Est-ce suffisant pour créer le choc d’attractivité que vous demandiez ?

Une convention médicale, c’est toujours décevant. C’est un compromis donc, évidemment, cela crée des frustrations vis-à-vis des uns et des autres. On peut toutefois se réjouir d’avoir évité la fin du médecin traitant, demandée par un syndicat. On a aussi obtenu que la hausse du G à 30 euros s’applique dès décembre 2024, et non par étapes comme la Cnam le proposait au départ. Il est néanmoins regrettable que le forfait médecin traitant ne s’applique pas dès 2025 mais en 2026, alors que cette mesure est censée créer un choc d’attractivité. Mais on a fait avec les moyens du bord, et ceux de la Caisse. Nous avons sauvé les meubles.

Il faut rappeler par ailleurs qu’une convention peut intégrer des avenants. Pour la convention précédente, on était arrivé à l’avenant 9 (qui représentait une enveloppe de 700 millions d’euros).

 

Vous avez également obtenu la création d’une consultation longue, valorisée à hauteur de 60 euros, pour la prise en charge de la personne âgée de plus de 80 ans…

Cela fait partie des points positifs. Au départ, il était prévu qu’on ne puisse la coter qu’une fois par an quel que soit le motif pour les patients de plus de 80 ans en affection longue durée. Désormais, pour certains patients, on pourra le faire trois fois dans l’année [dans chacune des trois situations suivantes : sortie d’hospitalisation, consultation de déprescription des patients hyperpolymédiqués, remplissage de dossier APA ou ViaTrajectoire]. On a aussi fait sauter un frein important concernant la consultation de déprescription. La Cnam prévoyait au départ qu’elle ne puisse se faire qu’après la réalisation par le pharmacien d’un bilan de médication. Il demeure que les médecins libéraux vont sûrement continuer à faire beaucoup de consultations complexes à 26,50 euros (puis 30 euros). Mais on a mis le pied dans la porte.

Parmi les autres avancées obtenues, on peut aussi citer l’amélioration de la visite à domicile aux heures de permanence des soins, et le fait de pouvoir associer des actes techniques (ponction, infiltration, pose de dispositif intra-utérin) à une consultation médicale. On le réclamait de longue date.

 

Qu’est-ce qui devra encore être négocié dans le cadre d’avenants, par exemple ?
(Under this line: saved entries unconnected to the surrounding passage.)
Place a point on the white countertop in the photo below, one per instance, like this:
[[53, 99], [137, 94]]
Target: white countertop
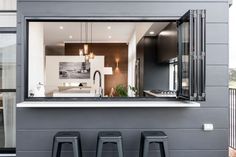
[[101, 104]]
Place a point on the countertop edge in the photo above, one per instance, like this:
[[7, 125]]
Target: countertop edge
[[97, 104]]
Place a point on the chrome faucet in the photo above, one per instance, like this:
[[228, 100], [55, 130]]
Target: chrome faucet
[[100, 82]]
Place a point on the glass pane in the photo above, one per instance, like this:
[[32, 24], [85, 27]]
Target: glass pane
[[184, 47], [7, 61], [99, 59], [7, 4], [7, 120], [7, 19]]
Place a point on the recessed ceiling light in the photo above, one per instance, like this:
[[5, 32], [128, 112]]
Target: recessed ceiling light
[[151, 32]]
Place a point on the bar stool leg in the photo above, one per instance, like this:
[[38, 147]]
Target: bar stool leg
[[146, 148], [75, 148], [79, 148], [56, 150], [162, 149], [120, 149], [141, 147], [165, 144], [99, 148]]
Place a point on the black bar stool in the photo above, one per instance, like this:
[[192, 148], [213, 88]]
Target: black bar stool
[[67, 137], [148, 137], [114, 137]]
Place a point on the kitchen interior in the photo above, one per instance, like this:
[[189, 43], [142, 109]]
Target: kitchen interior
[[102, 59]]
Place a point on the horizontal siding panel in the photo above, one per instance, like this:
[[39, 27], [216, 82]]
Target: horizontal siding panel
[[196, 1], [217, 54], [217, 75], [173, 153], [123, 9], [216, 97], [178, 139], [46, 119], [217, 33]]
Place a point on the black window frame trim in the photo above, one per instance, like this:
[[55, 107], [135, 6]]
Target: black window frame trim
[[28, 19], [8, 30]]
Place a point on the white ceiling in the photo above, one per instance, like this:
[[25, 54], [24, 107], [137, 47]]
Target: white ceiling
[[120, 32]]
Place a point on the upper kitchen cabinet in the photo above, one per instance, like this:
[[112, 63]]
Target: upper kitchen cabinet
[[167, 43]]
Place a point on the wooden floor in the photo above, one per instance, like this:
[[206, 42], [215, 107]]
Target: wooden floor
[[232, 152]]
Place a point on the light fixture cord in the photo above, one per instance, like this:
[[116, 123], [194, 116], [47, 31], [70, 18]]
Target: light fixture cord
[[86, 31], [91, 35], [81, 36]]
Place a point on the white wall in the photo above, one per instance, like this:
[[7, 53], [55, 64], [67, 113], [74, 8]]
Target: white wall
[[141, 29], [8, 4], [36, 54], [131, 63], [52, 71]]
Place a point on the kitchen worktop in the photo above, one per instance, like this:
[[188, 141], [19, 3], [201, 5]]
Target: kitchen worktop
[[102, 104]]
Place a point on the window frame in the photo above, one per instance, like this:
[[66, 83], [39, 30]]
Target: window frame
[[27, 20], [8, 30]]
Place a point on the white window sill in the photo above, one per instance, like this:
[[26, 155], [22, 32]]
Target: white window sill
[[112, 104]]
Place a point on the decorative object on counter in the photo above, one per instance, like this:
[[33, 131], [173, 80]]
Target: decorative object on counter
[[74, 70], [112, 92], [39, 90], [107, 71], [117, 63], [85, 50], [121, 91], [148, 137], [100, 90], [109, 137], [134, 90], [67, 137]]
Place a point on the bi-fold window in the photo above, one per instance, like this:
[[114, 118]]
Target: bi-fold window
[[7, 76], [69, 59]]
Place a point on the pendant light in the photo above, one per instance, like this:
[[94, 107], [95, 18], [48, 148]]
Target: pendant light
[[86, 39], [81, 52], [91, 54]]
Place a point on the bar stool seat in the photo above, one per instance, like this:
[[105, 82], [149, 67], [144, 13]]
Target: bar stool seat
[[148, 137], [64, 137], [114, 137]]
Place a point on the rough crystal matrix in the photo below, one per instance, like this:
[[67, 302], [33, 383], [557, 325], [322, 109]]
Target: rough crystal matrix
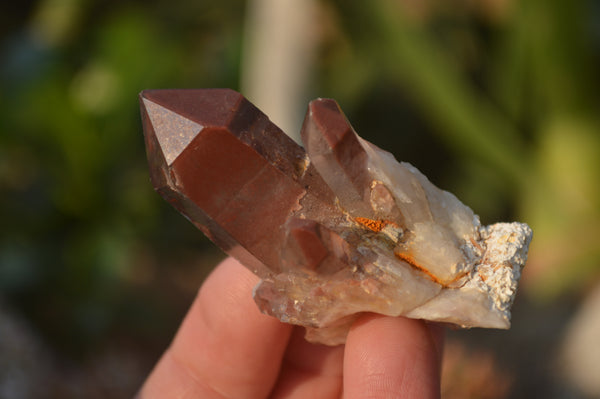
[[334, 229]]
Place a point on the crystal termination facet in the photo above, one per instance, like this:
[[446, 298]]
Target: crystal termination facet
[[333, 229]]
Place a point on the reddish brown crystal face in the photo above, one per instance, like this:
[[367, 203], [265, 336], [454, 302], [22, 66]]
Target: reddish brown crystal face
[[223, 164], [345, 231]]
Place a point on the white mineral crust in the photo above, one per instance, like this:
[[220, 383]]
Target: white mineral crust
[[398, 246]]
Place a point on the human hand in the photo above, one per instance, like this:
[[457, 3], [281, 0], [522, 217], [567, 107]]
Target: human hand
[[226, 348]]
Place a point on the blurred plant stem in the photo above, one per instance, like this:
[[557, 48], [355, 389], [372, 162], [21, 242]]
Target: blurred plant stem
[[277, 59]]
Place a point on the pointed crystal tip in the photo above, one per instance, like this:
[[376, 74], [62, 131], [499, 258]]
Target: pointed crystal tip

Il va falloir se saisir de la problématique de la visite à domicile. Beaucoup de médecins n’en font plus alors que l’état de santé de certains patients le nécessite… Il faut aussi étoffer ce qui relèvera de la consultation longue. Enfin, il va falloir élargir la possibilité de faire des actes techniques à la consultation de médecine générale.

 

Le combat continue ?

Toujours. Il faut néanmoins qu’on arrive à positiver. Cette négociation a été difficile. Maintenant, cette convention, il va falloir qu’on la fasse vivre. Il faut que l’on soit fier de l’avoir signée. Nous n’en avons pas honte. Au sein des Généralistes-CSMF et de la CSMF, nous n’avions pas l’intention de prendre notre décision en fonction des prochaines élections aux unions régionales des professionnels de santé (URPS). Nous sommes un syndicat responsable. On ne pouvait pas se défausser sur d’autres syndicats.